The McKinsey review was finished by the end of June 2019 — four months after Wirecard's then chief executive Markus Braun told analysts on a conference call that the company's compliance was "perfect".
Wirecard's chief financial officer Alexander von Knoop said on the same call that Wirecard was "very well structured in the field of compliance and legal". Von Knoop was responsible for compliance at the time.
Thomas Poppensieker, senior partner of McKinsey's global risk practice, presented the final results in August 2019. The findings were devastating for a company that had joined Germany's prestigious Dax index the previous September and that had faced repeated allegations of financial misconduct over the previous decade.
The consultancy reported that Wirecard's third-party business lacked compliance policies and internal oversight. It warned that such shortcomings in control functions could lead to managers "cutting corners illicitly" who want to meet internal targets.
As a consequence, this could expose Wirecard to financial risks from a falling share price and the loss of clients, McKinsey warned.
McKinsey described a multitude of other risk and compliance shortcomings. For instance, Wirecard lacked any formal process for acquisitions and post-merger integration, while controls over the enforcement of state sanctions and embargoes were also found to be "non-existent".

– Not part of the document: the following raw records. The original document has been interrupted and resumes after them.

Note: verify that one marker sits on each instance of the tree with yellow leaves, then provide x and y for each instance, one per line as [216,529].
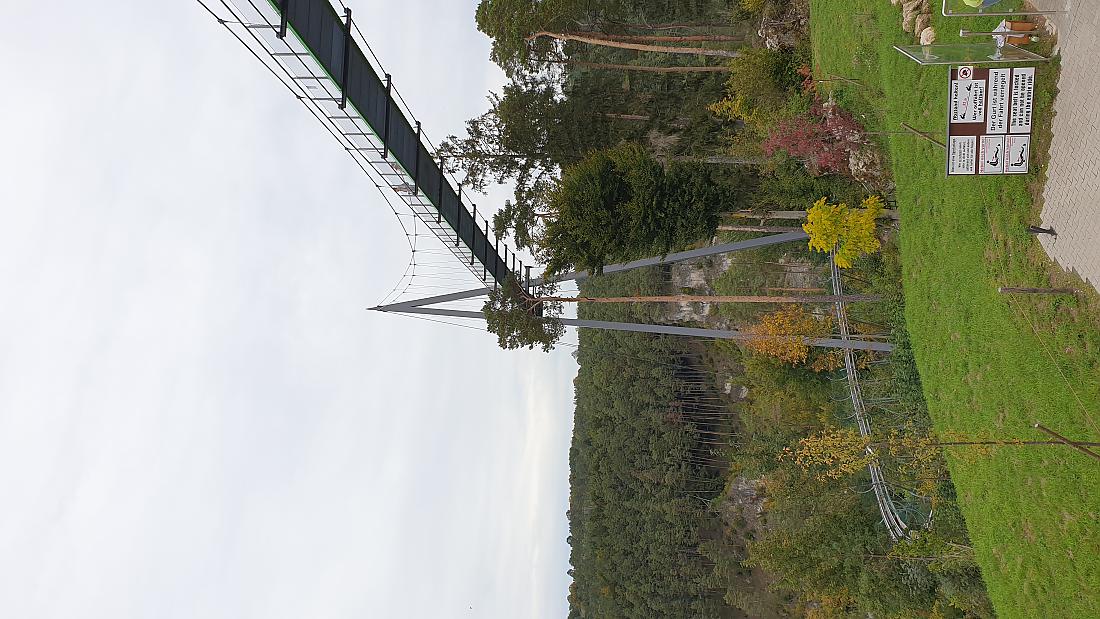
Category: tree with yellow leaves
[850,232]
[785,333]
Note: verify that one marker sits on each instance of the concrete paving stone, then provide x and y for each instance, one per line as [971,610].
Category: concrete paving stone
[1073,190]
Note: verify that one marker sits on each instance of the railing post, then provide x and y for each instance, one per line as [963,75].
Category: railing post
[347,59]
[439,202]
[284,10]
[385,130]
[496,257]
[473,234]
[416,164]
[458,218]
[485,252]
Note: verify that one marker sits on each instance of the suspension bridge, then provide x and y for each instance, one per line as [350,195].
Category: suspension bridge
[317,51]
[319,54]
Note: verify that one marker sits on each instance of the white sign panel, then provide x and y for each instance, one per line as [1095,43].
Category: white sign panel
[960,154]
[1023,98]
[968,100]
[1016,154]
[997,120]
[991,154]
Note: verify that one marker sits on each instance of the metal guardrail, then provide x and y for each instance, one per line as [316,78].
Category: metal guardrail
[895,526]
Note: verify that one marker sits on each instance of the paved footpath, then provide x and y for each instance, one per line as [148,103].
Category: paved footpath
[1071,197]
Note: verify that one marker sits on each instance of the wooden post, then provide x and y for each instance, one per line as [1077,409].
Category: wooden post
[923,134]
[1074,444]
[1019,290]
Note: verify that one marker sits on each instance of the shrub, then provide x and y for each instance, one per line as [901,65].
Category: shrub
[823,139]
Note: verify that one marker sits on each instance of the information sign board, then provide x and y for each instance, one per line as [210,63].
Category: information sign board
[989,120]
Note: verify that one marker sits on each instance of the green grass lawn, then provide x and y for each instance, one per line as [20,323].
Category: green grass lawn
[991,365]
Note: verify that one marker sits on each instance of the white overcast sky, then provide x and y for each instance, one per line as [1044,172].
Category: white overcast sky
[197,416]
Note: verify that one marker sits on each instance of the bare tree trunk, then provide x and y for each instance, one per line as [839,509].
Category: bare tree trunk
[759,228]
[713,299]
[668,39]
[637,46]
[887,213]
[644,68]
[641,118]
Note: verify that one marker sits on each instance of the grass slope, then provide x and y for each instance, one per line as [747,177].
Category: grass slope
[991,365]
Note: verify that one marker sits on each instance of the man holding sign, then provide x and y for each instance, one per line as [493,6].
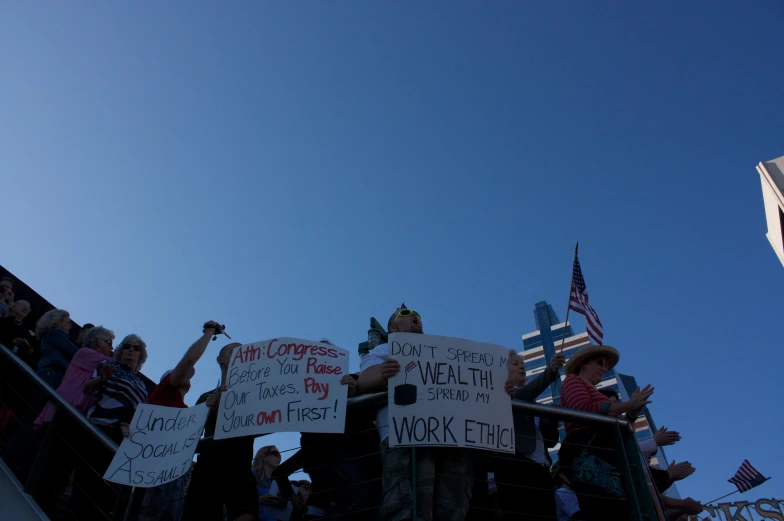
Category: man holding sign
[443,474]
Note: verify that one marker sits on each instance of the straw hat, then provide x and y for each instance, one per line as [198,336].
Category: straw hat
[577,359]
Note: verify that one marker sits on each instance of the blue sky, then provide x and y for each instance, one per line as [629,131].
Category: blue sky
[294,168]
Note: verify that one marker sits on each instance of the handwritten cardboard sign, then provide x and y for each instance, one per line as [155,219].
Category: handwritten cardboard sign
[449,392]
[284,385]
[161,445]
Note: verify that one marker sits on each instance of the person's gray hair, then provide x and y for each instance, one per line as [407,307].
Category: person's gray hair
[49,321]
[142,354]
[93,335]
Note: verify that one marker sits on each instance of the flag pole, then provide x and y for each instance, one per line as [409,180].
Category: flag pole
[735,492]
[722,497]
[568,302]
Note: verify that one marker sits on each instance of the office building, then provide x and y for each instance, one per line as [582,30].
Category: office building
[772,179]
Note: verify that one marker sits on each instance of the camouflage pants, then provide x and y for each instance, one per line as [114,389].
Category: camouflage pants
[444,483]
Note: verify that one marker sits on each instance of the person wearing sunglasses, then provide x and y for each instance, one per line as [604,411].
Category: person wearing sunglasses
[165,502]
[448,496]
[116,388]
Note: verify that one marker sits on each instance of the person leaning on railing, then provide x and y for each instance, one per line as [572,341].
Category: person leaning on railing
[56,347]
[587,455]
[117,390]
[72,440]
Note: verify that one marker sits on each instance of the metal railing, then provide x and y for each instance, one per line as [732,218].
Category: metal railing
[640,504]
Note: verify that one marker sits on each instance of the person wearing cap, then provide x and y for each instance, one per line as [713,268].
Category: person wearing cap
[165,502]
[447,497]
[587,455]
[520,477]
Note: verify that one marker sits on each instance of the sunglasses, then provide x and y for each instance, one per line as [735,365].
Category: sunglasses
[406,313]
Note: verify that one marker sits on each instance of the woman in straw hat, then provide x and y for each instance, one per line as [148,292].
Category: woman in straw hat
[587,454]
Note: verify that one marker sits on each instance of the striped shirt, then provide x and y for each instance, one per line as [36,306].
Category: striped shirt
[578,394]
[116,399]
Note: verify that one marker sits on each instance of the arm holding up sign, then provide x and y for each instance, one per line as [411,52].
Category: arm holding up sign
[182,372]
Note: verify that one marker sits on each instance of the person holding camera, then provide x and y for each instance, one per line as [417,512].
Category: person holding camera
[165,502]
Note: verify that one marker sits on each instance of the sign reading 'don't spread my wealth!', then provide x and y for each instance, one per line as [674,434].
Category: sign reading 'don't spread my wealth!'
[449,392]
[284,385]
[161,445]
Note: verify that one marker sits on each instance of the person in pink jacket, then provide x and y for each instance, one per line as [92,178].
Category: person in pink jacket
[97,348]
[60,476]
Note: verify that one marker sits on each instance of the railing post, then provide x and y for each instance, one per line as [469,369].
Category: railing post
[413,483]
[38,468]
[637,493]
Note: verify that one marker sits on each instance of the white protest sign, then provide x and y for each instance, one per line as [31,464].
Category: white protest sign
[284,385]
[449,392]
[161,445]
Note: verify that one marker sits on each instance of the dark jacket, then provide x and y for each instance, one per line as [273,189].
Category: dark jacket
[56,350]
[525,433]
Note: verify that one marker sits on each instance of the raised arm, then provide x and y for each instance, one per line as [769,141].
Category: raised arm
[192,355]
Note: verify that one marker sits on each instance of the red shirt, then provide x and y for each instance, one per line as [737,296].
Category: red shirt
[167,395]
[578,394]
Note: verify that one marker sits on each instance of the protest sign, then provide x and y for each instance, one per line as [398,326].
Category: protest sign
[161,445]
[284,385]
[449,392]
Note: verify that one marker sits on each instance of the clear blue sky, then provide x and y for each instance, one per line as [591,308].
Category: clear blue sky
[294,168]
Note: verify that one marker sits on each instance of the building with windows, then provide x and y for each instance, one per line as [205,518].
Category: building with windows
[541,345]
[772,179]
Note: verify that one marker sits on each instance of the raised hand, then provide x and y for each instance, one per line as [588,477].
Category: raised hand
[353,387]
[664,437]
[639,398]
[557,362]
[389,368]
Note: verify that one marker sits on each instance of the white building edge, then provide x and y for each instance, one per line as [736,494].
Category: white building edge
[772,179]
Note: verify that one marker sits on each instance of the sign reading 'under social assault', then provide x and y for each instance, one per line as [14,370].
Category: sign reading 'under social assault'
[161,445]
[449,392]
[284,385]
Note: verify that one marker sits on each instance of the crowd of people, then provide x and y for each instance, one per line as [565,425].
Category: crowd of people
[354,475]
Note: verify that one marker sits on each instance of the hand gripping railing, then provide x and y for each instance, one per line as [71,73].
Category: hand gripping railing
[642,506]
[44,454]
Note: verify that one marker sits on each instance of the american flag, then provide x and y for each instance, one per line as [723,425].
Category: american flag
[578,301]
[747,477]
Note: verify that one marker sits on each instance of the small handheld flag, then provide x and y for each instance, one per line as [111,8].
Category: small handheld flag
[747,477]
[578,301]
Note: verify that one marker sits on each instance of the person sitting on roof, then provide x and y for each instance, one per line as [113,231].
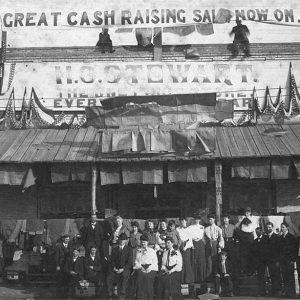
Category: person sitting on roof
[105,43]
[240,40]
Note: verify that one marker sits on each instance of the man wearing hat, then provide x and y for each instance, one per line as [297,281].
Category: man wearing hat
[94,269]
[120,266]
[62,251]
[74,269]
[172,267]
[146,265]
[92,234]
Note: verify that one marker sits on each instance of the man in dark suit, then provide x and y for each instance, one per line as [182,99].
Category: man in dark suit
[74,269]
[62,251]
[288,256]
[121,263]
[241,33]
[258,258]
[223,276]
[92,234]
[94,269]
[271,243]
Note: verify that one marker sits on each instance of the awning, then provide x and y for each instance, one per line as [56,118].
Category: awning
[82,145]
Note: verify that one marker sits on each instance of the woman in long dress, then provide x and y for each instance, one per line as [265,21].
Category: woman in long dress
[187,275]
[196,232]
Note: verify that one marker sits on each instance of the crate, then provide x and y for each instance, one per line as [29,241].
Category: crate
[85,292]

All of these shortcomings had a "high probability of reputational, economic and legal risks to the organisation and its statutory bodies", according to the document seen by the FT.
McKinsey concluded that Wirecard's risk and compliance culture was in need of "substantial change" and suggested hiring up to 50 additional staff, including a group compliance officer.
The findings triggered a heated discussion within Wirecard, people familiar with the matter told the Financial Times. Talks were held with McKinsey about a follow-up project to implement the proposed changes. However, Wirecard's management board instead pushed for PwC to be given the job of setting up a new compliance organisation.
This project — code-named "Merlion" after the national symbol of Singapore, where whistleblowers in early 2019 raised flags over accounting fraud at Wirecard — was launched later in 2019 despite creating a potential conflict of interest: PwC is also the auditor of Wirecard Bank.
Moreover, while PwC's remit included nine different "workstreams", it did not address Wirecard's third-party business, people briefed on the details told the Financial Times. Another controversy arose over the precise remit and powers for the newly created role of group compliance officer. The idea to give this person a management board seat was initially rejected and only revisited and implemented later as questions over Wirecard continued to mount.
James Freis eventually joined Wirecard as group compliance officer on June 18 this year from Deutsche Börse. He ended up being promoted to interim chief executive the following day, as Braun resigned.